Chiamate dal carcere di Salerno per estorsioni
Di Giacomo (S.PP.), dalle celle comandano ancora e sempre loro
“Le estorsioni attraverso telefonate dal carcere, come quelle accertate nei confronti di un detenuto a Salerno appartenente al clan Zullo, sono diventate frequenti a conferma di quanto ripetiamo da tempo: l’attività di sicurezza dei cittadini comincia dal controllo delle carceri impedendo a clan camorristi e mafiosi, anche da detenuti, di intimidire le proprie vittime”.
Così il segretario generale del S.PP. Aldo Di Giacomo ricordando che già a fine ottobre 2024 sempre nel carcere di Salerno la Direzione Distrettuale Antimafia di Salerno ha condotto un’inchiesta analoga su videochiamate di detenuti camorristi per indurre le vittime dell’estorsione a pagare.
A otto mesi di distanza la vicenda si ripete a riprova che dalle celle comandano ancora e sempre loro, i clan e le organizzazioni criminali.
“Con l’ampia diffusione di telefonini anche di ultimissima generazione e tecnologici le minacce, le estorsioni come gli ordini agli uomini dei clan sui territori e persino di omicidi – aggiunge – sono di ordinaria amministrazione.

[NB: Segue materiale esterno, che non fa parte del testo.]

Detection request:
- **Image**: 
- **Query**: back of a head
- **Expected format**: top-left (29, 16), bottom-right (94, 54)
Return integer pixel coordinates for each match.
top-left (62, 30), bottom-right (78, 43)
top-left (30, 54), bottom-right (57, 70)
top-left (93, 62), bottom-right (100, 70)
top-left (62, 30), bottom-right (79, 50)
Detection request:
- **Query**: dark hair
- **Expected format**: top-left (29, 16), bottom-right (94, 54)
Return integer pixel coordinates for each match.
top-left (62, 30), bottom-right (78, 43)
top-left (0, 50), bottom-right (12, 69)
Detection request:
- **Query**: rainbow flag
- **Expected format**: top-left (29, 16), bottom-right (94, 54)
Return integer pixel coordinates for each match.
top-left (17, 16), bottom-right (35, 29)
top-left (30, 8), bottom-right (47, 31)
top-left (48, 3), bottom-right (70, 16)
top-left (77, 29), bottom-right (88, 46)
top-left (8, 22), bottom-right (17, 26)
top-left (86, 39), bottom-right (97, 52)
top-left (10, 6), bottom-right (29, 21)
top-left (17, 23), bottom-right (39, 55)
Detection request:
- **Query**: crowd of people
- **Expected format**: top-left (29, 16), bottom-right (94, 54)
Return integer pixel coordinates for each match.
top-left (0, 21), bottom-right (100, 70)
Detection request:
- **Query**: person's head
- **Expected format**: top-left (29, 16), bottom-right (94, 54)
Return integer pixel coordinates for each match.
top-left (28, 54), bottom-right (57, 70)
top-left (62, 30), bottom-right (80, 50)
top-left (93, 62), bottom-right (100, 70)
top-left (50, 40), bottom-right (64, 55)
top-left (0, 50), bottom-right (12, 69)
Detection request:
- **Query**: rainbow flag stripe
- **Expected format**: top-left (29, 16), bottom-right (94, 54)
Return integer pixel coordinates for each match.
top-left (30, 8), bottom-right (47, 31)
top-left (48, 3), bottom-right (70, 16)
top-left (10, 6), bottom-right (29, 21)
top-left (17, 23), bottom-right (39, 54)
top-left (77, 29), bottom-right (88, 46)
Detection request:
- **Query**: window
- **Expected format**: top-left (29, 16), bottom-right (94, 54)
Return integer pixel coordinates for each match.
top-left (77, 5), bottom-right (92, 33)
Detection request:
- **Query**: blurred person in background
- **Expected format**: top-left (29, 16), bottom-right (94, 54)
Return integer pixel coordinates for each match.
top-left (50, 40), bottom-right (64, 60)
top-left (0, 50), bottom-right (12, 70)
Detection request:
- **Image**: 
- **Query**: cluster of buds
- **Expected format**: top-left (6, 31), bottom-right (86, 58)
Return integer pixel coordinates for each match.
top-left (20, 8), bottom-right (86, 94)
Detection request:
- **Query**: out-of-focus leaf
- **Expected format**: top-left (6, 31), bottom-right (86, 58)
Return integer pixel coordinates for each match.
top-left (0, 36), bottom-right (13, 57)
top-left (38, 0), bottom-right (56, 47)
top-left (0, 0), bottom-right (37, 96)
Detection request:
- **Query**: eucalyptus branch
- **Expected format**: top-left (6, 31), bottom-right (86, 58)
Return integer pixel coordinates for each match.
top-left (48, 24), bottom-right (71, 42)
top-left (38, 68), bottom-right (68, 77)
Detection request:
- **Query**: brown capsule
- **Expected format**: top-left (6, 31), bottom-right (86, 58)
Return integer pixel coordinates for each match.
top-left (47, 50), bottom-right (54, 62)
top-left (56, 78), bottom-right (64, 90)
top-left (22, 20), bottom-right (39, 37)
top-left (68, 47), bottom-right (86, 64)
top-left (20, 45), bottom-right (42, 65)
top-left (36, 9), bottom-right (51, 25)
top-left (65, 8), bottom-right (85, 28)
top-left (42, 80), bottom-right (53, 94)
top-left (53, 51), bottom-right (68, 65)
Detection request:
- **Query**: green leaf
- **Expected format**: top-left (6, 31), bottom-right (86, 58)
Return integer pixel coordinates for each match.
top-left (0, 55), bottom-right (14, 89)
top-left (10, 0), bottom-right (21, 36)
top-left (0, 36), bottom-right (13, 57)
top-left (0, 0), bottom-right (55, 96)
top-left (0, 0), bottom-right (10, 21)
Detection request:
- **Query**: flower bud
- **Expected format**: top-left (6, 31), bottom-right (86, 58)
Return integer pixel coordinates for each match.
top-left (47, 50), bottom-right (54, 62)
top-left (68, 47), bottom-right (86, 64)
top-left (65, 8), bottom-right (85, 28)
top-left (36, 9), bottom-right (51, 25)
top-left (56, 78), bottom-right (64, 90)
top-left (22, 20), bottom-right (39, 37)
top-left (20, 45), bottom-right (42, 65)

L’effetto immediato è quello di incutere paura e al tempo stesso di scoraggiare la collaborazione con magistrati e forze dell’ordine. La prima conseguenza di tutto questo è la forte riduzione di collaborazione con inquirenti e magistrati: scoraggiati da questo andazzo in poco tempo appena il 7-8% è disponibile alla denuncia di estorsioni e crimini. È da tempo che denunciamo che nel carcere con i sempre più numerosi telefonini in circolazione non si girano solo creativi filmati e di musica neomelodica per tiktok”.

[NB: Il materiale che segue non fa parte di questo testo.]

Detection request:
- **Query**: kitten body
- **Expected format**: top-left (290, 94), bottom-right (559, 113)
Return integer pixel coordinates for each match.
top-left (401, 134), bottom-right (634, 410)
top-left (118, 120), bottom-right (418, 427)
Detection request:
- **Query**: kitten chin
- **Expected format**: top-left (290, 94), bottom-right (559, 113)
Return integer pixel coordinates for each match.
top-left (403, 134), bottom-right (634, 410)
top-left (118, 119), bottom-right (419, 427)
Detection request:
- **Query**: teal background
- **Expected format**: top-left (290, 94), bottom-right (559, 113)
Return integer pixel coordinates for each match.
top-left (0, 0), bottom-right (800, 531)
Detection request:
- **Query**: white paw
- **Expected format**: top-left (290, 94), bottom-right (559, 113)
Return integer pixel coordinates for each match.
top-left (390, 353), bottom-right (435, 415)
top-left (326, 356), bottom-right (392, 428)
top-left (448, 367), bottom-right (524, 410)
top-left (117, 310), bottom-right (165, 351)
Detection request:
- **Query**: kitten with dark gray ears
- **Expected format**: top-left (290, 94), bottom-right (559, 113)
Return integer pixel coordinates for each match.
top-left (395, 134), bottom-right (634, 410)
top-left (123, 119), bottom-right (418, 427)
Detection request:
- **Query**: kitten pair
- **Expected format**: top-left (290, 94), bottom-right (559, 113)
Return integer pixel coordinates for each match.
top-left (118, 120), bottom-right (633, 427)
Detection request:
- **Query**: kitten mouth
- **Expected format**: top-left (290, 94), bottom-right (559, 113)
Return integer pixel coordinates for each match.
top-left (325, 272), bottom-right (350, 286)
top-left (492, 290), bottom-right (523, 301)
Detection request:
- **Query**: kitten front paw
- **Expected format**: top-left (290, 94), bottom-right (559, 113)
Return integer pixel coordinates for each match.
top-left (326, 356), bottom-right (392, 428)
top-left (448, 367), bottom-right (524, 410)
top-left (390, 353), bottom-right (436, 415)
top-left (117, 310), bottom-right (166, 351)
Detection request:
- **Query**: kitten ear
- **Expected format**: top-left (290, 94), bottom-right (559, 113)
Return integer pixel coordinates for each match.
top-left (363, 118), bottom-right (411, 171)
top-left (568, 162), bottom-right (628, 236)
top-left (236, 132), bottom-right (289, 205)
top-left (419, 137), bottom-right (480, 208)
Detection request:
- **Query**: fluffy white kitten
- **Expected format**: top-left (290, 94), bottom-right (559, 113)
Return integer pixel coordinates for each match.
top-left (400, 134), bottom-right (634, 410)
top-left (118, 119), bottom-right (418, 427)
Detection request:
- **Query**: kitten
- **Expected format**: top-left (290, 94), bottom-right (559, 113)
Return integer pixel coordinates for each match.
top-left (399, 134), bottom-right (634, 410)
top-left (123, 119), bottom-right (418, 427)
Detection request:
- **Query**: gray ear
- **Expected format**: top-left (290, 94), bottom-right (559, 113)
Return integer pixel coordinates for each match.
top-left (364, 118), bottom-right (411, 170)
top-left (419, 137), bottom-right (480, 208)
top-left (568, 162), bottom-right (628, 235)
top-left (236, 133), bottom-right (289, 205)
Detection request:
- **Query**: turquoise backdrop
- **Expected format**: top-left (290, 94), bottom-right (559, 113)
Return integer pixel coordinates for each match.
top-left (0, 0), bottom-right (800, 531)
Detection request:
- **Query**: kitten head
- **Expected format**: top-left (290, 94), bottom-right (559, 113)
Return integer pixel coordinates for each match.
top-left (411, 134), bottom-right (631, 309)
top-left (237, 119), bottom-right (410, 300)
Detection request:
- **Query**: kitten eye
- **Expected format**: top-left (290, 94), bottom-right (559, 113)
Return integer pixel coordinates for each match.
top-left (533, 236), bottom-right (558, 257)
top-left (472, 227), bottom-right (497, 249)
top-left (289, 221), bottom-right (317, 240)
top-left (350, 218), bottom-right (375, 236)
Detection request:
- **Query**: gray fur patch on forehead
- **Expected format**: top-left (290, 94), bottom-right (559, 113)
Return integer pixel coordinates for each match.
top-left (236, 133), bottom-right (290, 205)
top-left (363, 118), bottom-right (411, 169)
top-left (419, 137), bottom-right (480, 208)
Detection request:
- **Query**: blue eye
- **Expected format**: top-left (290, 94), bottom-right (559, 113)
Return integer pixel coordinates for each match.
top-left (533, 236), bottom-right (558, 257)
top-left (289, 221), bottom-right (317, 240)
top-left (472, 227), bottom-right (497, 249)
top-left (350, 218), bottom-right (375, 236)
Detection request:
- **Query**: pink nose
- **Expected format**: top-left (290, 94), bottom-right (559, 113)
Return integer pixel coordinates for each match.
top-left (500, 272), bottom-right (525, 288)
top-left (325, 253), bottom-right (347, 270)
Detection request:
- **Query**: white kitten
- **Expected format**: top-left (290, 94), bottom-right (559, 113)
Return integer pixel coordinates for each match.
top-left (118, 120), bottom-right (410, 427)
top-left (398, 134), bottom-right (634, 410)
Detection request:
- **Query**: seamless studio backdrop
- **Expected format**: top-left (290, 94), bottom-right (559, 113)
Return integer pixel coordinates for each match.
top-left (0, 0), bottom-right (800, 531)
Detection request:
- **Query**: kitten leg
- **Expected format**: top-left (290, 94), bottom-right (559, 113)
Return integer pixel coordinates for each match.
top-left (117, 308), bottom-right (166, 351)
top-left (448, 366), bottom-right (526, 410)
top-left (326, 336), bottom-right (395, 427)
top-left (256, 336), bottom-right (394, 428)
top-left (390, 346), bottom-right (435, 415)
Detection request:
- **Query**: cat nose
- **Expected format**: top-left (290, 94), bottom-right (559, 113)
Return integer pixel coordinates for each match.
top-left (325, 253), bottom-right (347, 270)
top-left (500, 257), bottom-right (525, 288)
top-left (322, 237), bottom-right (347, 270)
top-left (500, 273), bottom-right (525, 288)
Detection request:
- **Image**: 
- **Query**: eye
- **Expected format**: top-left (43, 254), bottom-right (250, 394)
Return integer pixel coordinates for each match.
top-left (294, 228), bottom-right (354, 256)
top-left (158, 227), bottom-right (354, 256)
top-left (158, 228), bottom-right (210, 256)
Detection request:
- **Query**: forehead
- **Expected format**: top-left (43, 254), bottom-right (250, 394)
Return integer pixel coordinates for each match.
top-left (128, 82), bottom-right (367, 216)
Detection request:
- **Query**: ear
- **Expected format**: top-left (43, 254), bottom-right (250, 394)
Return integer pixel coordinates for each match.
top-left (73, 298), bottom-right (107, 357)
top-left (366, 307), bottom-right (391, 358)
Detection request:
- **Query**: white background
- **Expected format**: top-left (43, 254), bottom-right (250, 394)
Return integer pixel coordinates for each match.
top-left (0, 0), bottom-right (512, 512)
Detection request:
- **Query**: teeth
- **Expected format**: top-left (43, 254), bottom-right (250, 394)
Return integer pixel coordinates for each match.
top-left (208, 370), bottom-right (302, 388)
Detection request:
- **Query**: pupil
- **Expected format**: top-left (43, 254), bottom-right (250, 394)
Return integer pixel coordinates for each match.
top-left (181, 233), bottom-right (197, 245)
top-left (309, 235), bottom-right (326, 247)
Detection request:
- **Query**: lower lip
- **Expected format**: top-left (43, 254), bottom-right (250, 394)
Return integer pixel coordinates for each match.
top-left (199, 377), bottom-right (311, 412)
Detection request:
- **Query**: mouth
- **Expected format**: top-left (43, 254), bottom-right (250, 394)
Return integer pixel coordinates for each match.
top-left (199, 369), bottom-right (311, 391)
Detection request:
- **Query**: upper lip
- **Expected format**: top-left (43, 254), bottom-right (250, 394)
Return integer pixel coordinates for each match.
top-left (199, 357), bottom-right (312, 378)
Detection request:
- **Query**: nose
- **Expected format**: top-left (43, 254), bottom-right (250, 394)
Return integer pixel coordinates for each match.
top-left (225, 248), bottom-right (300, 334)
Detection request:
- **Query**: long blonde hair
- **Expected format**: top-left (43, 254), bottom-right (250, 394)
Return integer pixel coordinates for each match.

“È il caso di ricordare a chi nell’Amministrazione Penitenziaria ha la memoria corta – afferma Di Giacomo – i numerosi casi scoperti negli ultimi mesi, persino di summit di mafia comodamente dalle celle via Skype, videochiamate per impartire ordini nei mandamenti, richieste estorsive, minacce per ritirare denunce. Se non fosse per l’incessante opera del personale penitenziario i rifornimenti di telefonini soprattutto con l’impiego di droni trasformerebbero gli istituti in centrali telefoniche e supermarket della telefonia mobile. Solo l’Amministrazione Penitenziaria, il Parlamento, la politica non se ne accorgono non affrontando radicalmente la situazione e accogliendo la nostra proposta di inasprimento delle pene per i detenuti trovati in possesso di telefonini, senza possibilità di concedere alcun tipo di beneficio. Mettiamoci semplicemente nei panni di chi ha subito l’uccisione di una figlia, una violenza, una rapina che riceve telefonate di minaccia da un carcere per rendersi conto del sentimento di forte indignazione e più che legittima rabbia che serpeggia. Per affrontare questa situazione, oltre a rafforzare il personale penitenziario dotandolo di mezzi adeguati ad intercettare le telefonate, è necessario ridurre il sovraffollamento per consentire di concentrarci sui detenuti più pericolosi”.